Although this example might be considered extreme, I cannot tell you how much bad practices I have witnessed in a few years of (reticent) contacts with FileMaker and FileMaker ‘developers’, but it’s kind of normal when I think of it, considering the blue pill that these people have so eagerly swallowed. Field names with accents or spaces, that are such a pain to escape in SQL, no use of transactions ever - most FileMaker developers have no idea of what this means anyway -, data corruption of all sorts, dealt with some ’search-replace’ on production servers, and don’t forget to do a periodic repair of your database, because you’ll never know…
We have one big solution made out of FM, and FM pushed to its limits: more than 35 users and the server started to collapse, it took a whole year of painful patching, network tweaking and debugging to get to a reasonable state of ‘reliablility’ and only because every week, one guy has to manually optimize the databases. This is the painful reality hidden behind the blue pill.
And incidentally, this is also why most IT departments will cringe when they hear you saying that your solution will be build on FileMaker, or Access, or … (put your favorite ‘easy-to-use’ 4GL here) - and rightly so IMHO.
The truth is that software engineering is hard, it takes time to master an environment, to understand all the subtelties involved you will need dedication and work and time, and be prepared to learn about SQL, transactions, OOP, threading, and all sorts of ‘advanced’ stuff if you want to do it right.
Anyone telling you otherwise is just a liar and is trying to make you swallow the blue pill.
If you think that it’s unfair, go ahead and take it, but mind that one day or the other, reality will hit you back and it will hit you hard.
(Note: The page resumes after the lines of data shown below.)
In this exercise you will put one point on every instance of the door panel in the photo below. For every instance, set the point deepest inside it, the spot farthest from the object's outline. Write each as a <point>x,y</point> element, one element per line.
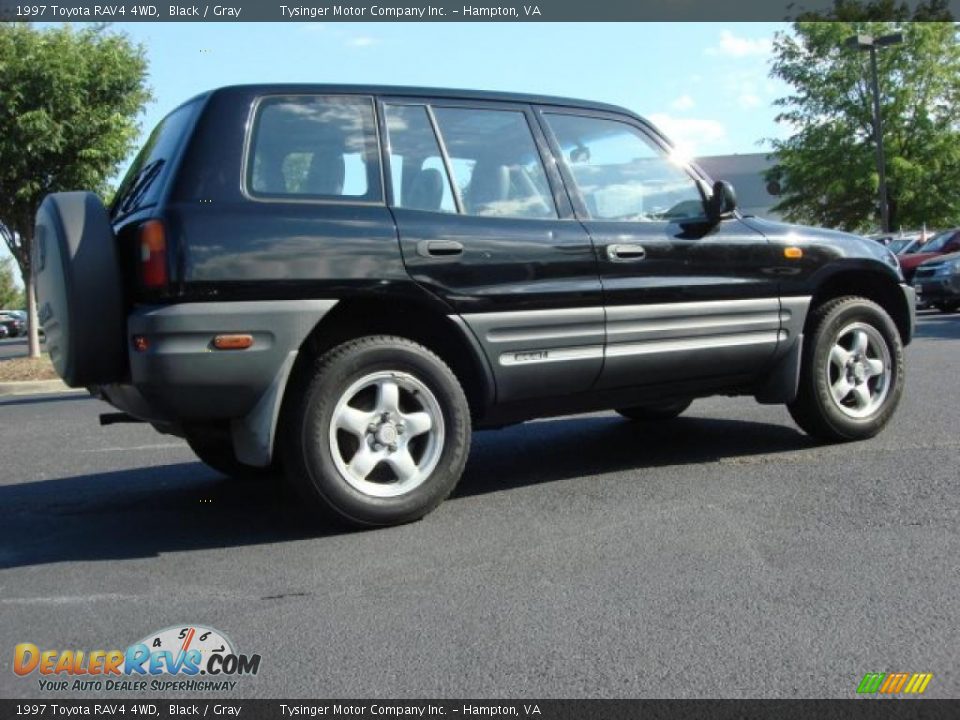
<point>685,298</point>
<point>696,305</point>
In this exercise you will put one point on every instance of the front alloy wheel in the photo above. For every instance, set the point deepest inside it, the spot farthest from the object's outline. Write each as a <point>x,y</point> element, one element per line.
<point>860,370</point>
<point>852,372</point>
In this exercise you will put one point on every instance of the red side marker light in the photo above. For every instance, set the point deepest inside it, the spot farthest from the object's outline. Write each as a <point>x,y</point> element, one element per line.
<point>232,342</point>
<point>153,254</point>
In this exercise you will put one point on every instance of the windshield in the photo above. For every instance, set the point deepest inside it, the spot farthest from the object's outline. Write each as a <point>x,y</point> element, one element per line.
<point>143,182</point>
<point>901,245</point>
<point>938,241</point>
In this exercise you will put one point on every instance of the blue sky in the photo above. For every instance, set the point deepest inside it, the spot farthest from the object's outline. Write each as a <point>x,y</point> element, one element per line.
<point>706,85</point>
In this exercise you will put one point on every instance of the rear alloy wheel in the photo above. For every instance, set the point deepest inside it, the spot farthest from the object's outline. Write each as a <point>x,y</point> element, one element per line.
<point>378,433</point>
<point>852,374</point>
<point>652,412</point>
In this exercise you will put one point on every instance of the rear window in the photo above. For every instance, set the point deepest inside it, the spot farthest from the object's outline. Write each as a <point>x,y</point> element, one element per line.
<point>315,147</point>
<point>144,180</point>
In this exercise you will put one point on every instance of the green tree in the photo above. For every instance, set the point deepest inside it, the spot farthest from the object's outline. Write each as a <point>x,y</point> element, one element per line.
<point>827,167</point>
<point>69,102</point>
<point>11,297</point>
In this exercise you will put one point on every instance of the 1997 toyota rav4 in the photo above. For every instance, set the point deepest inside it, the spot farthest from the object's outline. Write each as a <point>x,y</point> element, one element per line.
<point>339,283</point>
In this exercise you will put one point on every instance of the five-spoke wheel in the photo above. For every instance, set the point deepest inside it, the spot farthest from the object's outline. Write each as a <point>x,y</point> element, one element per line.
<point>852,372</point>
<point>387,432</point>
<point>377,431</point>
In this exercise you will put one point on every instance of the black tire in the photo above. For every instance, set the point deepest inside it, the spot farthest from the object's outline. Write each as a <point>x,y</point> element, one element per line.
<point>308,450</point>
<point>215,450</point>
<point>652,412</point>
<point>79,289</point>
<point>815,409</point>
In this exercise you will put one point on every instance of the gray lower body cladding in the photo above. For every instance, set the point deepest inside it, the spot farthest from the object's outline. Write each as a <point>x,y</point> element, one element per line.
<point>573,350</point>
<point>180,378</point>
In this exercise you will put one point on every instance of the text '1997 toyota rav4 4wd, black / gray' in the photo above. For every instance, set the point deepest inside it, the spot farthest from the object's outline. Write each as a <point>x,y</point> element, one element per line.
<point>339,283</point>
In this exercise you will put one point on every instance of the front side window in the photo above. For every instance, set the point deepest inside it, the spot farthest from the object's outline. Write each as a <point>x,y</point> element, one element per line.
<point>495,163</point>
<point>315,147</point>
<point>621,174</point>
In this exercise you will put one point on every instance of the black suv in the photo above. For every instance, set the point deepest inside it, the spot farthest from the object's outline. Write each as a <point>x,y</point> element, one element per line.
<point>339,283</point>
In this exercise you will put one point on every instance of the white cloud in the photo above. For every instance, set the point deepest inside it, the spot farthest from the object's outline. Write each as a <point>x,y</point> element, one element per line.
<point>362,41</point>
<point>690,134</point>
<point>734,46</point>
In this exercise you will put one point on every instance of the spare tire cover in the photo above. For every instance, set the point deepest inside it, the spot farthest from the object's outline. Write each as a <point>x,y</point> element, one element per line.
<point>79,289</point>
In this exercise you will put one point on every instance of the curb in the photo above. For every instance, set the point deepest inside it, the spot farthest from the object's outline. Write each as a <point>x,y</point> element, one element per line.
<point>36,387</point>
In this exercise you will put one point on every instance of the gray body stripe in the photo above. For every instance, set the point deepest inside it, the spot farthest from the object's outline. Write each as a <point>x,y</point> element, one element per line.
<point>548,351</point>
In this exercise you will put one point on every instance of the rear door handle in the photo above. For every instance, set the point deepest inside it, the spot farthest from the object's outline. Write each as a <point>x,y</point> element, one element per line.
<point>625,252</point>
<point>439,248</point>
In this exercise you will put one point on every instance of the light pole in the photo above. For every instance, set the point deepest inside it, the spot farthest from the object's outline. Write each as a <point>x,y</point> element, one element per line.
<point>870,44</point>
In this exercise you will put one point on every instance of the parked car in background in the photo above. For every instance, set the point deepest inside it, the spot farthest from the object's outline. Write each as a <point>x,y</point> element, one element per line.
<point>906,244</point>
<point>14,324</point>
<point>937,282</point>
<point>942,243</point>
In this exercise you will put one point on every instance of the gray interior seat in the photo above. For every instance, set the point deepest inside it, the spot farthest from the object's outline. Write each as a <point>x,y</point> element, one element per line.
<point>326,174</point>
<point>489,185</point>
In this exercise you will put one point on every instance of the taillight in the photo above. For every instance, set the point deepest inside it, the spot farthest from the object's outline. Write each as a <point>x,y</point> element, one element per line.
<point>153,254</point>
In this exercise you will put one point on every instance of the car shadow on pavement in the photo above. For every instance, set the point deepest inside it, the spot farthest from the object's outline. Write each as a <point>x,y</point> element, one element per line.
<point>565,448</point>
<point>146,511</point>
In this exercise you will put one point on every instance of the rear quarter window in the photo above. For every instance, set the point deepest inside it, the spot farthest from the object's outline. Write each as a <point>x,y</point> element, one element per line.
<point>314,147</point>
<point>142,185</point>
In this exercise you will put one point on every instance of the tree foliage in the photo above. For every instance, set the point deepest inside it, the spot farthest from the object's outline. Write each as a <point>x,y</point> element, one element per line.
<point>827,167</point>
<point>69,102</point>
<point>11,297</point>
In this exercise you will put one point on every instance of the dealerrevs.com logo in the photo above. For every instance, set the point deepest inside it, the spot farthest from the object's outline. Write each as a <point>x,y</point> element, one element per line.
<point>186,658</point>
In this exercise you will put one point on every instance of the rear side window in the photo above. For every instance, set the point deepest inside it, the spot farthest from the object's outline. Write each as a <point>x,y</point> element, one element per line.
<point>142,184</point>
<point>418,175</point>
<point>315,147</point>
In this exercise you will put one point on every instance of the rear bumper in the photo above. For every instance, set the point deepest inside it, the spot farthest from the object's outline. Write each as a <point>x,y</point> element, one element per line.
<point>181,376</point>
<point>179,379</point>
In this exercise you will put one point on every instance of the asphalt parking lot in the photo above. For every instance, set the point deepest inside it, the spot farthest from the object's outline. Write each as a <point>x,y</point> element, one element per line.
<point>724,554</point>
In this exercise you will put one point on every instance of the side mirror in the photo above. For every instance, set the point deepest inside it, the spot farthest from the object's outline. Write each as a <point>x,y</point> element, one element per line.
<point>723,201</point>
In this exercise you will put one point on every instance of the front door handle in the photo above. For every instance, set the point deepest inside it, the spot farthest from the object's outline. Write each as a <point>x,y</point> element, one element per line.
<point>625,252</point>
<point>439,248</point>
Servoy being a red pill of its kind, is not hiding too much that you will need to master your craft before building robust software, the IDE is helping you along the way, and that’s fine, but it will not build a software for you, and that’s for the best because it would just be incapable of doing it right.
The time is not near when softwares will be able to replicate using some sort of AI magic. Right now this is science-fiction.
The good news is that performant, efficient, scalable, maintainable enterprise software is possible with Servoy, the bad news is that you will also need to learn being an experienced developer to achieve such level of quality.
So it’s up to you in the end, personaly I will always prefer the red pill, and keep my eyes wide opened.